Wróćmy jednak do meritum sprawy, czyli do analizy technicznej. Jak już wcześniej wspomniałem, sytuacja panująca na RIGSE jest kiepska. Ciężkie chwile tamtejsi inwestorzy przeżyli w połowie września, kiedy to kurs bardzo dynamicznie zdecydował się wybić ze średniookresowego kanału spadkowego. Szarża niedźwiedzi była tak potężna, że w przeciągu zaledwie kilku tygodni udało im się przesunąć linię frontu z okolic 500 do rejonów 300 punktów (304,15 punktów 8 października).

Byki jednak zebrały siły, zbudowały bastion obronny w postaci formacji objęcia hossy i ruszyły do kontrataku. Oszołomione niedźwiedzie zostały zmuszone do bardzo szybkiego wycofania się z wcześniej zdobytych pozycji. Lecz impet kupujących zdecydowanie osłabł po dotarciu do oporów wyznaczonych przez dwie geometrie. Pierwszą z nich było zniesienie 23,6% impulsu spadkowego od początku tego roku, a drugim 38,2% ruchu zniżkowego z okresu wrzesień – październik.

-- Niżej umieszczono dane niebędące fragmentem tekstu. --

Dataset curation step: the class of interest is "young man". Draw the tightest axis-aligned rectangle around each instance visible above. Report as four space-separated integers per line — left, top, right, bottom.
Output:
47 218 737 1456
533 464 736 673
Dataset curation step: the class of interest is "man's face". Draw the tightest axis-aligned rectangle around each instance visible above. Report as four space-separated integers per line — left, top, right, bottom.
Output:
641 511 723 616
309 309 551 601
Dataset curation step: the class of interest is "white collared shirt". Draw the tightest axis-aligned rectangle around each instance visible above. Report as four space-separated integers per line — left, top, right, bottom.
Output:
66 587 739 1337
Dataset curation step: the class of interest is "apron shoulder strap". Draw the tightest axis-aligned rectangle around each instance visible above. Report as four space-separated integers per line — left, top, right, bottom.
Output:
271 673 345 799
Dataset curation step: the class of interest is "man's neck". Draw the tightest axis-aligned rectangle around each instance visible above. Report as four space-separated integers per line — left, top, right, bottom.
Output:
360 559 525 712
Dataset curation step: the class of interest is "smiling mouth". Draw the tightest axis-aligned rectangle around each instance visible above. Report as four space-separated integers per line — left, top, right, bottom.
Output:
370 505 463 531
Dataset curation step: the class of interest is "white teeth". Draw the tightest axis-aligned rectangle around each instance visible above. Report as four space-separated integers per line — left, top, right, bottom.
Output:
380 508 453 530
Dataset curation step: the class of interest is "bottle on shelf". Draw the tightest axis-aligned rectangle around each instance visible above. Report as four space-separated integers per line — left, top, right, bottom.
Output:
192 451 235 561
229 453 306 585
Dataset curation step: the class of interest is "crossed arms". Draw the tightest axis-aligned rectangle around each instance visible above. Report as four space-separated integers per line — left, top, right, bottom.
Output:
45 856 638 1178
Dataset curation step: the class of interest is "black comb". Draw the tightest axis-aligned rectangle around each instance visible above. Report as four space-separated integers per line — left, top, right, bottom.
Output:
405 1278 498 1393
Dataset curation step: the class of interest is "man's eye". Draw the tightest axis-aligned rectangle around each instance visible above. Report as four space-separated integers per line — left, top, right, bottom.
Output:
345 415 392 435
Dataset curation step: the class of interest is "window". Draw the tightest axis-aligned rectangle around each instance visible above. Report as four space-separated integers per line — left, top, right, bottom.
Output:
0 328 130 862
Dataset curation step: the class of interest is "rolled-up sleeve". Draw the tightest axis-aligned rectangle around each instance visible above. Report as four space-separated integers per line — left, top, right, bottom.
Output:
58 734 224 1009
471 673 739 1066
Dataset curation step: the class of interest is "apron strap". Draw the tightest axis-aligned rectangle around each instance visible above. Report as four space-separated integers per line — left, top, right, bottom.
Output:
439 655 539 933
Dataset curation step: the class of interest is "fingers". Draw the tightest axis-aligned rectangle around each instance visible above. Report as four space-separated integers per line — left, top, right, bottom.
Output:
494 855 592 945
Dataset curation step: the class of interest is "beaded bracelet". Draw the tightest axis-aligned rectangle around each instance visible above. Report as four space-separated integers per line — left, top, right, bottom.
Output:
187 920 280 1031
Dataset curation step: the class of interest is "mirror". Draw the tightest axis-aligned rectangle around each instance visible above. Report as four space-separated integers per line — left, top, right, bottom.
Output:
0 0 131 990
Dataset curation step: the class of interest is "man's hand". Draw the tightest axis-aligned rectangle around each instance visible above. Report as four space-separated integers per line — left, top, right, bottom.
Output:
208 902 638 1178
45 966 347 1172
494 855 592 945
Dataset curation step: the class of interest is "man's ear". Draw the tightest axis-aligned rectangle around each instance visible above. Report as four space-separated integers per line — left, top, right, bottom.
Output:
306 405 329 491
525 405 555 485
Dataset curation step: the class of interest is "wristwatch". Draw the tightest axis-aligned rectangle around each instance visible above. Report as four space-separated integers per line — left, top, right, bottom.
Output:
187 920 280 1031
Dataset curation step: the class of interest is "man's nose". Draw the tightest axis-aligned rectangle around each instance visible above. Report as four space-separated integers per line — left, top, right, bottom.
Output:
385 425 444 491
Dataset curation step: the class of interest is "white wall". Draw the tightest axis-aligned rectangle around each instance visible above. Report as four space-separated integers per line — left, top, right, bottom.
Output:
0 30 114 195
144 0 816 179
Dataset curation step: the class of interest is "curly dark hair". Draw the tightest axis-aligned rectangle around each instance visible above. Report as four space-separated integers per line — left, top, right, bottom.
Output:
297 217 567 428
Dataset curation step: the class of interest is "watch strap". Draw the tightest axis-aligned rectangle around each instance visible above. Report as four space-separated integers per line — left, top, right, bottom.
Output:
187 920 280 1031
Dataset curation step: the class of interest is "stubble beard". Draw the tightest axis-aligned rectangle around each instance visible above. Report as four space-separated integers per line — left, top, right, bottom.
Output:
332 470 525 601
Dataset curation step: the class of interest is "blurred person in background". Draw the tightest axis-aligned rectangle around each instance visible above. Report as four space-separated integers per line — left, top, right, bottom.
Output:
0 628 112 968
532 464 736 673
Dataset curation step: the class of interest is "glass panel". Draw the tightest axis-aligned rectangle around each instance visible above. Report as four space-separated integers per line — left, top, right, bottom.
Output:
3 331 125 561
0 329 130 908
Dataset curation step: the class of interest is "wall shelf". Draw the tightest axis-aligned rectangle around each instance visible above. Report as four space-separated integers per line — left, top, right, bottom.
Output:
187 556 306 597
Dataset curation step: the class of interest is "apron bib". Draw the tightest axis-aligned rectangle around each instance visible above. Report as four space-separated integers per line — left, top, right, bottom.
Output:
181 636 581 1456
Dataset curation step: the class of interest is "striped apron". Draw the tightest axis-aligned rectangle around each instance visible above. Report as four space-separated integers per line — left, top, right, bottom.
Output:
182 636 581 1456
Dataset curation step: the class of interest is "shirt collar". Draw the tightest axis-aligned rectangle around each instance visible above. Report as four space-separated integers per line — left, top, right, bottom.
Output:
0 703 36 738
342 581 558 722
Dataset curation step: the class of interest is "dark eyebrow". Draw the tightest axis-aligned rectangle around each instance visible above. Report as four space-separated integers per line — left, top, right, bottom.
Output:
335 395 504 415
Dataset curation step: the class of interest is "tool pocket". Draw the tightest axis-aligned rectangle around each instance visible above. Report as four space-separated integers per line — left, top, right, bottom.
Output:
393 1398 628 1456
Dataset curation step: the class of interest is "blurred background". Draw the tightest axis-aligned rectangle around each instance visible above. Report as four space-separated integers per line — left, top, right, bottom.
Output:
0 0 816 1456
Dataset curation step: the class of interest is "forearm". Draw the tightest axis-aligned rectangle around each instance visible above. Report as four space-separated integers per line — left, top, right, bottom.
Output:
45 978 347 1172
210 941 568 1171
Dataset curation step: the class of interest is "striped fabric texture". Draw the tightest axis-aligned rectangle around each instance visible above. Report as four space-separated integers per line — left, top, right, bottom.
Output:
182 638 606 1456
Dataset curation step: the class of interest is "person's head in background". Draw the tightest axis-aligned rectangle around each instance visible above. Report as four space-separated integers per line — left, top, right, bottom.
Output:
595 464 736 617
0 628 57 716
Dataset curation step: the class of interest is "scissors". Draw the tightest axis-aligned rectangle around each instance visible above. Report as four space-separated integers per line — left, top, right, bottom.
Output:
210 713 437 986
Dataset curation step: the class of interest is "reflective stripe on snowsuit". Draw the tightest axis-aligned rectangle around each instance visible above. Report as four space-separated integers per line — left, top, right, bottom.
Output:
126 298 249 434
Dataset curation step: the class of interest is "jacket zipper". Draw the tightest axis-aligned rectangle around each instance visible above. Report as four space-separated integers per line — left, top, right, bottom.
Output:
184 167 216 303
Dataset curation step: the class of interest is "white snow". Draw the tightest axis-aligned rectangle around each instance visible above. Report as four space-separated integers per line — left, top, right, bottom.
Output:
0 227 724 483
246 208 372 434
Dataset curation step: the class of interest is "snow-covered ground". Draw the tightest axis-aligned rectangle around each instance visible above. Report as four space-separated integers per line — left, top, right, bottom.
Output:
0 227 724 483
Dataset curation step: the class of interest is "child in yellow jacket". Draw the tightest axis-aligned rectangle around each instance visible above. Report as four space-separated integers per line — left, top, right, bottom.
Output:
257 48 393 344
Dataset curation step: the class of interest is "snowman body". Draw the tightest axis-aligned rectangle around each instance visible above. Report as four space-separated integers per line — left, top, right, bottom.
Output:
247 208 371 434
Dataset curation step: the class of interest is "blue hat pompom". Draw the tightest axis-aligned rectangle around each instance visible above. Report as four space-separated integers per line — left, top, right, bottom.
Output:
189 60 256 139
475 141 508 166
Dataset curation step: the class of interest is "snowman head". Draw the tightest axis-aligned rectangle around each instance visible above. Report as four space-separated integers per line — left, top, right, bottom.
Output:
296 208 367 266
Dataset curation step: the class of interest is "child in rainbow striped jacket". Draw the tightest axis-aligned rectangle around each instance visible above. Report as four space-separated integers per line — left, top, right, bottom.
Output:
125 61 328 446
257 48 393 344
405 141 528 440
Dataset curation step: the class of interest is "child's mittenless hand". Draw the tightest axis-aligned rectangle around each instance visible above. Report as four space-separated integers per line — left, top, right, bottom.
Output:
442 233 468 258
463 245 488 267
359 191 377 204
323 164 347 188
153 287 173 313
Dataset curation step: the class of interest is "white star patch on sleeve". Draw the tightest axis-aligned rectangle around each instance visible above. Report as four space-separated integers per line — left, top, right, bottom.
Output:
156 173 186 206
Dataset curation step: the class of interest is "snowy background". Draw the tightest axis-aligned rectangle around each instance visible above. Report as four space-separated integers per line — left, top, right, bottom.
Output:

Obecnie kupujący znowu wycofują się w rejony wspomnianego wcześniej bastionu obronnego. Jeżeli podaż zniesie go z powierzchni ziemi, to szanse na rychłą zmianę trendu spadną niemalże do zera. Z kolei jeżeli popyt znowu zaatakuje, wówczas początkowo będzie musiał uporać się on z barierami, o których pisałem powyżej. Gdyby się okazało, że padną one bardzo dynamicznie, wówczas bykom otworzy się droga do kolejnej zapór niedźwiedzi, czyli do okolic 430 – 440 punktów (zniesienia 38,2% impulsu od początku roku oraz 61,8% spadku z okresu wrzesień – październik).